‘Unite the Right’ anniversary: White nationalists want to rally in D.C. — and Charlottesville


While the world is watching the drama happening currently in the United States of America, white nationalists want to rally in Washington D.C this August.


When hundreds of neo-Nazis and white supremacists held a rally a year ago in Charlottesville, Virginia, the demonstration turned into a riot that left one woman dead and shocked the nation.

For the August anniversary, the torch-carrying, swastika-bearing protesters want to repeat their demonstration in Charlottesville and in Washington, D.C.

But those who are part of the increasingly visible far-right sentiment in America now face divisions within their own movement and seem unlikely to rally in the same large numbers as last year.

Jason Kessler, who organized last year’s event under the banner “Unite the Right,” was denied a permit to gather in Charlottesville this year, but he will fight that decision in a court hearing Tuesday. In Washington, Kessler’s permit application for an Aug. 12 rally received initial approval and details are being worked out.

Kessler said this year’s rally will focus on “white civil rights” – what he sees as limited rights for white people, particularly surrounding free speech. Only American and Confederate flags will be allowed at the D.C. event, Kessler said; no neo-Nazi paraphernalia.

“What I’m really trying to do is start a new movement,” Kessler said. “I feel like the ‘alt-right’ has been a symbol for neo-Nazism.” Although the theme is white rights, he said the rally is “open to everybody.”

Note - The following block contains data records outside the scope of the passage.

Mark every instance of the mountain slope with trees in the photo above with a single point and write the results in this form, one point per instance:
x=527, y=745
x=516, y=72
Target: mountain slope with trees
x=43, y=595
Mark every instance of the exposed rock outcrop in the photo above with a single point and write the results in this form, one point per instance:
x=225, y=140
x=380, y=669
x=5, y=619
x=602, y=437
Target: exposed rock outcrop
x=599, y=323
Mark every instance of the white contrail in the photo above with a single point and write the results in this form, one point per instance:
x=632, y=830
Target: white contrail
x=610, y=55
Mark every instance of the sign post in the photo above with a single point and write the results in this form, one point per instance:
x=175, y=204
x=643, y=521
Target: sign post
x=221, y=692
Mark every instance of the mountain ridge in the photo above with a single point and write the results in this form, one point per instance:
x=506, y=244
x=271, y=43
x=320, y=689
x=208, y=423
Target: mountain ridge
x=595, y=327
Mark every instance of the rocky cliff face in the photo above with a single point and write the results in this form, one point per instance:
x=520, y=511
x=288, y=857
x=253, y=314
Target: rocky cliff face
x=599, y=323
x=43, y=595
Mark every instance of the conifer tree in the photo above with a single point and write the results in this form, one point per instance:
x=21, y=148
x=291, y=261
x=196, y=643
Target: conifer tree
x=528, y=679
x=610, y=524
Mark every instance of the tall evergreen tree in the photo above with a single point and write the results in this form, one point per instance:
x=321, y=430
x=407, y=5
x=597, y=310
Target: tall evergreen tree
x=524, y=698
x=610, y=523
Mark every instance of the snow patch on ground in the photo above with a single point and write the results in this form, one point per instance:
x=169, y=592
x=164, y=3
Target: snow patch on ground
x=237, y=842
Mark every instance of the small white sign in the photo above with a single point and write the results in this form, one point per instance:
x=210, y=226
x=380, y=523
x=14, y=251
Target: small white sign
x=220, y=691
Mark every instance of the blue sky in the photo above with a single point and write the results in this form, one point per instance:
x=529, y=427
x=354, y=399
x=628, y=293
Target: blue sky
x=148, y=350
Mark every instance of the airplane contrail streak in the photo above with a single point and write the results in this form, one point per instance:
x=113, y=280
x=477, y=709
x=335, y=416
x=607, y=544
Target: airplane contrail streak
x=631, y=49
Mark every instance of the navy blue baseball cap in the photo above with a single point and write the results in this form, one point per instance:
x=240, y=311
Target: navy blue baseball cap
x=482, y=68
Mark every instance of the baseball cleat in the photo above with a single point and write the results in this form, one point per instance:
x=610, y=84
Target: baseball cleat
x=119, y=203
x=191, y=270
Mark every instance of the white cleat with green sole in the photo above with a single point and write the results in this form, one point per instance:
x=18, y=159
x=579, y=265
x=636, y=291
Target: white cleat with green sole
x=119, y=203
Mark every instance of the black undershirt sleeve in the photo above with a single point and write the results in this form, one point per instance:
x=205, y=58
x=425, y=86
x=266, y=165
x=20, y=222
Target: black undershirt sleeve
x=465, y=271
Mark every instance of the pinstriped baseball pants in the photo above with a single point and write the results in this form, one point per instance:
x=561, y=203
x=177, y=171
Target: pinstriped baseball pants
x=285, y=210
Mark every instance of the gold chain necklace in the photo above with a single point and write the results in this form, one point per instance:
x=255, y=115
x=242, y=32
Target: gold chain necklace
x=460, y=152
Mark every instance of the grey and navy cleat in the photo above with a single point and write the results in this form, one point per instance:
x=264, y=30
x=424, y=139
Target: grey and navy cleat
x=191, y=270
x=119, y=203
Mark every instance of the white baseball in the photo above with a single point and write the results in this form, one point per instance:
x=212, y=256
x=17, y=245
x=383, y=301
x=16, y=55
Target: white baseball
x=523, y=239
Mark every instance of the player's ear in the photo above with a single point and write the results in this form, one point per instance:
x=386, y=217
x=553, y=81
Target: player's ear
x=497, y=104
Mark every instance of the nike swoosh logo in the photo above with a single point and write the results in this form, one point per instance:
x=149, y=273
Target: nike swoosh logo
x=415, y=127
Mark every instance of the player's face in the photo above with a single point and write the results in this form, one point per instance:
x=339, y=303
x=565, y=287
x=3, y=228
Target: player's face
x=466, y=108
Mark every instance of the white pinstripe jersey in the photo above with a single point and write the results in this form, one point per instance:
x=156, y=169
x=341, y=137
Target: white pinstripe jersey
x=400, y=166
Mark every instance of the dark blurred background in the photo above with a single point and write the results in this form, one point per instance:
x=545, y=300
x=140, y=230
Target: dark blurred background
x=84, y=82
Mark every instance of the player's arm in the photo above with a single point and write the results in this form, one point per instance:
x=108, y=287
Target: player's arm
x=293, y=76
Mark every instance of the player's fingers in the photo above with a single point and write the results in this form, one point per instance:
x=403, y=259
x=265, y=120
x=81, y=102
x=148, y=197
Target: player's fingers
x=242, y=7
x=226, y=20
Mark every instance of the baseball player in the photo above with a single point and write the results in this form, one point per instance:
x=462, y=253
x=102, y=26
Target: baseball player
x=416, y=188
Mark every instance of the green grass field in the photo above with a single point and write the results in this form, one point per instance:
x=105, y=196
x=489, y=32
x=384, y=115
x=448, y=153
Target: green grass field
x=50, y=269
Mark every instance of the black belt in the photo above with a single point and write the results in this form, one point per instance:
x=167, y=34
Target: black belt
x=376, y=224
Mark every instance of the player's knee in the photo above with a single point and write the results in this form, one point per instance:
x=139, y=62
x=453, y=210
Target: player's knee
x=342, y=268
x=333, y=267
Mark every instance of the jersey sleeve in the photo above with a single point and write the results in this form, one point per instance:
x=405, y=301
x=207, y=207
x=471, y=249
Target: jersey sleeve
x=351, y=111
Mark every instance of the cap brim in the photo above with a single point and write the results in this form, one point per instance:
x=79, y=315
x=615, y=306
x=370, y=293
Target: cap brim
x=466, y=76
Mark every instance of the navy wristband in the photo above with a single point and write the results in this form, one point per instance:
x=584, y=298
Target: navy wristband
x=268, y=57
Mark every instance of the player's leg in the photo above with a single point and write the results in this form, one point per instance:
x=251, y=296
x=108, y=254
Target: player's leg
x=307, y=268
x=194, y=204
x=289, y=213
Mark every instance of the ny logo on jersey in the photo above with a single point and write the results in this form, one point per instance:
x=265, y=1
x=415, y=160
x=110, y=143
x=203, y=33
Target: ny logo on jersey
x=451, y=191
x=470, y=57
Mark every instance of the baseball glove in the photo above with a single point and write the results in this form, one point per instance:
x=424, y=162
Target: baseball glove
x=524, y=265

More: What is the alt-right? And how is it using social media to spread its message?

Kessler said he expects fewer people this year because of concerns about possible  violence.

“I think it’s definitely going to be different in terms of attendance,” he said. “A lot of people are going to be very scared for their safety.”

The group also faces internal divisions and struggles to turn an Internet-focused movement into a viable political force.

“I think the hope was that they would step away from their computers and enter into real politics,” said George Hawley, a University of Alabama professor who has written a book about the alt-right. “And that was not the result.”

Facebook chats between Kessler and other white nationalists — obtained by ThinkProgress, a left-wing website — show the difficulty of planning the August rallies. According to the chats, organizers struggled to agree on speakers and logistics and grew frustrated with neo-Nazis who did not support the white civil rights-only theme.

“The Alt-Right is poor, disorganized and lacking in conviction,” Kessler wrote in a May 13 message.

Last August’s demonstrations rocked Charlottesville for two days. On the evening of Aug. 11, hundreds of torch-bearing protesters marched through the University of Virginia campus, chanting white supremacist slogans such as “Blood and Soil”  and “Jews Will Not Replace Us.”

The next day, the group swamped downtown Charlottesville – along with several armed, uniformed paramilitary groups – and were met by counterprotesters.

Rioting broke out, several people were injured, and one woman, Heather Heyer, 32, died after a protester associated with the neo-Nazi groups backed his car through a throng of counterprotesters and struck her.

“The American public was appalled,” said Lawrence Rosenthal, who chairs Berkeley Center for Right-Wing Studies. Americans “no longer saw these people as pranksters, especially after the death.”